第二話 ルーナ・ノーヴァ誕生す!
◇
こんな幸せな時間も、長くは続かなかった。
時が過ぎるにつれ、おじいさまは老ベッドから起き上がらなくなることも多くなった。大好きだった書物にも、もうあまり手を伸ばさない。
やがて、食事も喉を通らなくなった。
そして、ついに私はおじいさまの元に呼ばれた。
◇
「ルーナよ…」
か細い声だったが、その瞳は、まだ確かな光が宿っていた。
「私のお家にきれくれてありがとう… お礼をしっかり言わせておくれ… キミが来てくれて、私は本当に幸せだった」
おじいさまは私の手を握りながら、そのまま続けた。
「私のおうちのものは、すべてを君にあげよう、屋敷も、本も、知識も…」
「でも、この呪われた名… シュタインフェルトを継ぐ必要は一切ない…」
おじいさまは哀しそうな眼をして、最後の力を振り絞るように言った。
「君に名前を授ける」
「新しい名前は、「ルーナ・ノーヴァ」… 新しく輝く新星のように、自分で自分が生まれた輝きを証明してみせなさい…」
「これからこの名に恥じぬようこの世の中で輝いてみなさい。
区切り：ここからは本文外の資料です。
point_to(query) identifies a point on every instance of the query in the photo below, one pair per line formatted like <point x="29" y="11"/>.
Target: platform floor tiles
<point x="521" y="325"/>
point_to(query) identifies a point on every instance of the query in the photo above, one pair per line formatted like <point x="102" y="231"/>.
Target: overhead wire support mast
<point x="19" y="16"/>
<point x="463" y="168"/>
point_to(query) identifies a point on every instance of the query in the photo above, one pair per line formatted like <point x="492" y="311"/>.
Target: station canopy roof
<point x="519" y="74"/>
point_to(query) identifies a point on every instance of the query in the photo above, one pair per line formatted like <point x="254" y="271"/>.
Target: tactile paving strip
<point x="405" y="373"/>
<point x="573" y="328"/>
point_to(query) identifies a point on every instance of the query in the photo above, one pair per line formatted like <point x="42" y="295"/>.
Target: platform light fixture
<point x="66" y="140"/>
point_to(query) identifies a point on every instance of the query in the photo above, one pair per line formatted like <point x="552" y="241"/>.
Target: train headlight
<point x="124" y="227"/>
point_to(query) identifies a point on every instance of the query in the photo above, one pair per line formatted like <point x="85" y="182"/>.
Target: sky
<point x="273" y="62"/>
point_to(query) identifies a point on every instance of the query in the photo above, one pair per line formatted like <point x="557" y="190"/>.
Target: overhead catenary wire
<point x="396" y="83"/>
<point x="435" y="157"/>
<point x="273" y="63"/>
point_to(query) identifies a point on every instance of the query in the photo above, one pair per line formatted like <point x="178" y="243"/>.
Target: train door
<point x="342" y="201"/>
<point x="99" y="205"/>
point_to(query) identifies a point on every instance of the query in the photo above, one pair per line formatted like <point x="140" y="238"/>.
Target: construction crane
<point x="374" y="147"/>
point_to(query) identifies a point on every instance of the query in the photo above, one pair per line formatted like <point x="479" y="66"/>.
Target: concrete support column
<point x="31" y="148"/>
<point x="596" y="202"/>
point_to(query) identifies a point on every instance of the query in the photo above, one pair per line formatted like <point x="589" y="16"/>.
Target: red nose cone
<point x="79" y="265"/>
私は傍らからずっとその輝きを信じている‥」
そして、一枚の羊皮紙を私に手渡した。
「王国の士官学校の推薦状だ。私が全て準備しておいた。」
「いきなさいルーナ、そして二度振り返らないように!」
◇
涙ぐむ私に、傍らに立っていたテラが後を続けた。
「シュタインフェルト様のこのあとのことは、私がお世話をするわ…」
「そしてルーナ、私もあなたとお別れ… シュタインフェルト様の命が終わる時、それは私との契約が終わる時…、私が大地に還る時だわ…」
「あなたとも会えなくなるけど、私はいつでもあなたのことを見守っているわ。いつでも大地の精霊である私に話かけてね!」
◇
私は溢れる涙を堪えて旅身支度を整え、屋敷の整理を行った。
ゴーレムを立ち上げ屋敷の管理をプログラムすると、フロストヴァルドの王都へとまっすぐに旅立ったのだった。